Occupy Yourself and Your Body

“Place your bare feet on the earth

or your opened palm upon a tree,

and you will start to feel better,

no matter what your ailment.


The earth and the tree are not healing you.

They are Reminding you of What You Are.”

Sera Beak, Author and Redvolutionary

This post was first published in January of 2019. It is once again timely in the current astrological line-up and I felt it deserved to be re-posted!

The word ‘occupy’ conjures up a variety of situations based on its historical use. In my parents’ generation, occupation referred to an invading army taking over a country, as with my mother’s native Norway and the Nazis during World War II. In more recent times, it has come to represent a social and political movement with, for instance, the Occupy: Wall Street activism.  For me, there is a more critical application of occupation for every one of us to practice: to fully occupy our bodies and our deepest selves in order to heal ourselves and our planet.

To occupy is to take up space, inhabit. In so much of spiritual and religious teaching, the object seems to be to subdue and subject the body, or even divorce ourselves from it altogether in the name of transcendence and oneness. Spiritual practice of all stripes becomes focused on, for instance, controlling desire. Renunciation takes on the meaning of doing without physical comfort and most certainly without pleasure. Denying the body became the way to Heaven and peace and contentment in mainstream religion, and we are closer to that line of thinking than we’d like to admit in New Age spirituality as it is sold and practiced. When is the last time a spiritual teacher suggested a hot fudge sundae as a spiritual practice? And yet, a sweet, creamy, chocolatey treat may be exactly what is needed for the soul to fully experience this life on a particular day.

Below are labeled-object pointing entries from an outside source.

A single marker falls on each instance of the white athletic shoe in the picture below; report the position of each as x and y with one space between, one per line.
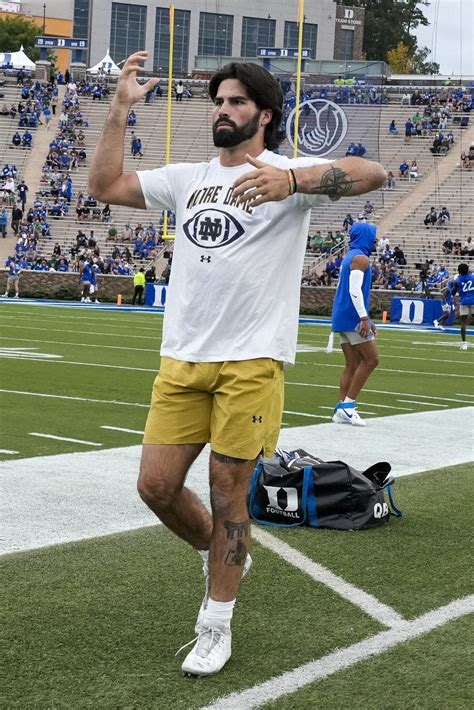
211 652
203 607
348 416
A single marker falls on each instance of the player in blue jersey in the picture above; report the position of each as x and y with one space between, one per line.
464 286
87 279
447 306
350 318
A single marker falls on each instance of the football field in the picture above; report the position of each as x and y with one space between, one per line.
99 597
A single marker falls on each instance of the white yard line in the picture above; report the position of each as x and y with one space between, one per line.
385 406
63 438
369 604
95 364
78 399
304 414
127 335
423 404
66 507
339 660
117 428
371 404
366 389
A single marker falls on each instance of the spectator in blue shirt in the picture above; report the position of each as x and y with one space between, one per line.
403 169
26 139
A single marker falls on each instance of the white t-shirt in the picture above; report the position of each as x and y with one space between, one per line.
234 288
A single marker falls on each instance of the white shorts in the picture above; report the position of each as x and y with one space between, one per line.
350 337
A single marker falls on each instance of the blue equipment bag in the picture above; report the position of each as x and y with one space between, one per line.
294 488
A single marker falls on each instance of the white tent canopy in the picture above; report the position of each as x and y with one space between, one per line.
18 60
105 65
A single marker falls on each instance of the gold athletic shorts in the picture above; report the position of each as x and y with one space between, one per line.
235 405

Western culture has incorporated this theme of subjugating the body so completely that we no longer see it, although our bodies feel it. From our calendar with little or no connection to nature’s seasonal rhythms (even the month has long since lost the connection to the moon’s actual cycles); to work schedules that shape our days around the needs of machines or dollars rather than bodies and minds; to food sometimes so far removed from its source that the body can’t recognize it as nourishment; we deny our true nature as nature. 

As one of my yoga teachers liked to say, people in Western culture seem to walk around all day ‘like brains on sticks.’ We are so caught up in our thoughts or external distractions, we miss most of our actual experience, as when we stick earbuds into our ears and divide our attention between what the body is doing and the music we are hearing. We do our best to ignore and suppress and sometimes even oppress our bodies and their signals, tuning out the little pains and discomforts in the name of convenience or fear or simply because we can no longer hear them. Until the body’s voice becomes too loud to ignore, when the little pains and discomforts become disease or dysfunction.

Here we are as human beings, by definition beings of flesh and blood. To be fully human requires being fully present with and as a human body. Rather than spirit trapped in flesh, we are soul expressed as flesh and blood, emotions and sensations. We are made of the same stuff as everything and everyone around us. We are inter-connected as individuals as well as collectively with each other and our home planet. In divorcing ourselves from our bodies, we have also divorced ourselves from nature. We see ourselves as separate from, and either superior or inferior to the creation around us. Our view of separation has resulted in dire consequences for both humans and nature. We don’t make the connection that our warming planet might be a consequence, at least in part, of the same patterns of over-doing and over-consuming that make inflammatory diseases so common in our bodies.

What does it mean, what does it feel like and look like to be fully embodied, to feel and sense and experience to the extent of our capacity? For one thing, being fully in and as the body means being comfortable in our own skin. Embodiment requires a compassionate embrace of every cell, every wrinkle, every ache and pain and sensation, whether we choose to like it or not. Radical self-love begins on this material plane of flesh and blood. It does not matter the state of health or dis-ease, the level of physical ability, whether we can perform arm balances or not. The current state of the body reflects the current accumulation of life experience, family and ancestral history, cultural and environmental influences. We may not have control over all illness and injury that comes our way, but when we fully occupy our bodies, there is less room for disease and more support for our bodies’ own natural inclination to be healthy.

What we get from this radical self-acceptance is a more full and complete experience of life, and of our selves. We get a model of how to be in relationship. Just as important, when we come home to our bodies, re-sensitize our selves, we realize our role in the greater natural world. The inherent intelligence of nature is reflected within the body in form and function, and rhythm. We can sense that local, in-season foods are more nourishing. Not surprisingly, eating locally and seasonally is gentler, too, on the earth.  When we are tuned into our natural circadian rhythms, we are more inclined to get up and go to bed with the sun. Again, this pattern creates less impact on our planet as we reduce our need to light up the night.

Fully inhabiting a body – occupying our selves – is a declaration of ownership, acceptance, and authority. My body, my life, my health. Embodiment is the path to the full expression of ourselves, our souls, as well as realizing our innate connection with the world around us. And when we finally get it, that what we do to ourselves we do to the Earth, maybe then we can heal both.